A saúde mental parece-me que resulta sobretudo
de princípios morais a incutir, numa sociedade que hoje muito se apoia em
desvirtuá-los, numa pretensão de estender pela natureza inteira uma afabilidade
que se retira muitas vezes aos seres humanos. De tal forma nos diminuímos, que
por vezes os nossos filhos pequenos são chamados de “crias”, tais como as dos
outros espécimes zoológicos, numa sofisticação sem dúvida bastante tola de
falsa fraternidade universal. Mas o desequilíbrio na saúde mental, muitas vezes
provém de falta de estímulo para a acção, para a leitura ou o trabalho,
favorecedora de inércia que, com o tempo se agravará, sobretudo em alturas como
esta, de crise pandémica. Por isso, puxemos a brasa à nossa sardinha, se formos
médicos psiquiatras, apelando para que mais psiquiatras se estabeleçam neste
manicómio da nossa surpresa.
OPINIÃO CORONAVÍRUS
Saúde mental: crónica de um investimento anunciado
Em diversos países europeus os
enfermeiros de saúde mental desempenham um papel importante na promoção da
saúde mental e até na intervenção precoce.

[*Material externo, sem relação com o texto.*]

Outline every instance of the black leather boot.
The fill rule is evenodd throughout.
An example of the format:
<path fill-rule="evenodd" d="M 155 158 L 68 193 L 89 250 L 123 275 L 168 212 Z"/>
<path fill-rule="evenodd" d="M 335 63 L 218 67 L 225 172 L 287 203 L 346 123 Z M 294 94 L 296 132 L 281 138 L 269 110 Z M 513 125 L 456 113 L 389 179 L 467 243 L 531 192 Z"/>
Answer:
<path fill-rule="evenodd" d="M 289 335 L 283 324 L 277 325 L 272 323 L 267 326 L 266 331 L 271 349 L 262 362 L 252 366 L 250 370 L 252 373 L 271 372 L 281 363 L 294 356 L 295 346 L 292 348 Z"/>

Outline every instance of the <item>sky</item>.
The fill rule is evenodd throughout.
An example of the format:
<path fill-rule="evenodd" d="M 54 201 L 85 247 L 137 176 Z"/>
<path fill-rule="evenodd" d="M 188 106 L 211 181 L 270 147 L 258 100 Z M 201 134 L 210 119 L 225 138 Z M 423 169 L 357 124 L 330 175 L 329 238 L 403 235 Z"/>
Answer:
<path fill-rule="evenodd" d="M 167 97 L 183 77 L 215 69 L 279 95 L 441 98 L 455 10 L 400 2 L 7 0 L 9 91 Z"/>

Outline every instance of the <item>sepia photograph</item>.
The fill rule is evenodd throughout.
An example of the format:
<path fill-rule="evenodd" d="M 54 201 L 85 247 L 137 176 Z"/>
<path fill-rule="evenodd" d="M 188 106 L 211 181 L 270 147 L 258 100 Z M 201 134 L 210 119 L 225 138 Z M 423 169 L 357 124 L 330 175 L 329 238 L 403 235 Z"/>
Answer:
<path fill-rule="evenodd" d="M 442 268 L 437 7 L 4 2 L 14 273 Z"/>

Ignorar estes profissionais e a sua
relevância, no contexto actual, será um erro histórico.
FRANCISCO SAMPAIO
PÚBLICO, 8 de Fevereiro de 2021
A
pandemia da covid-19 trouxe ao de cima um conjunto de números: números de
novos infectados, números de mortos, números de camas disponíveis nos hospitais,
etc. E trouxe números sem rosto, sem narrativas por detrás, sem algo com
que nós, seres humanos, sejamos verdadeiramente capazes de empatizar. Trouxe-nos,
muito por culpa do sensacionalismo umbilicalmente ligado à “guerra das
audiências”, o pior revivalismo da célebre frase atribuída a Estaline
pelo jornal The Washington
Post: “A morte de uma pessoa é uma
tragédia. A de milhões, uma estatística.”
Porém,
há um tema extremamente relevante e que não tem vindo a ser abordado com a
atenção devida: a saúde mental no período pós-pandemia. No início de 2020 algumas vozes anunciaram, de forma
alarmista e pouco baseada na evidência, que esta pandemia iria ter
consequências catastróficas na saúde mental de todos. Percebemos hoje,
claramente, pelos diversos estudos que têm vindo a ser conduzidos neste domínio,
que essa “hiperpsiquiatrização” do fenómeno não corresponde à realidade.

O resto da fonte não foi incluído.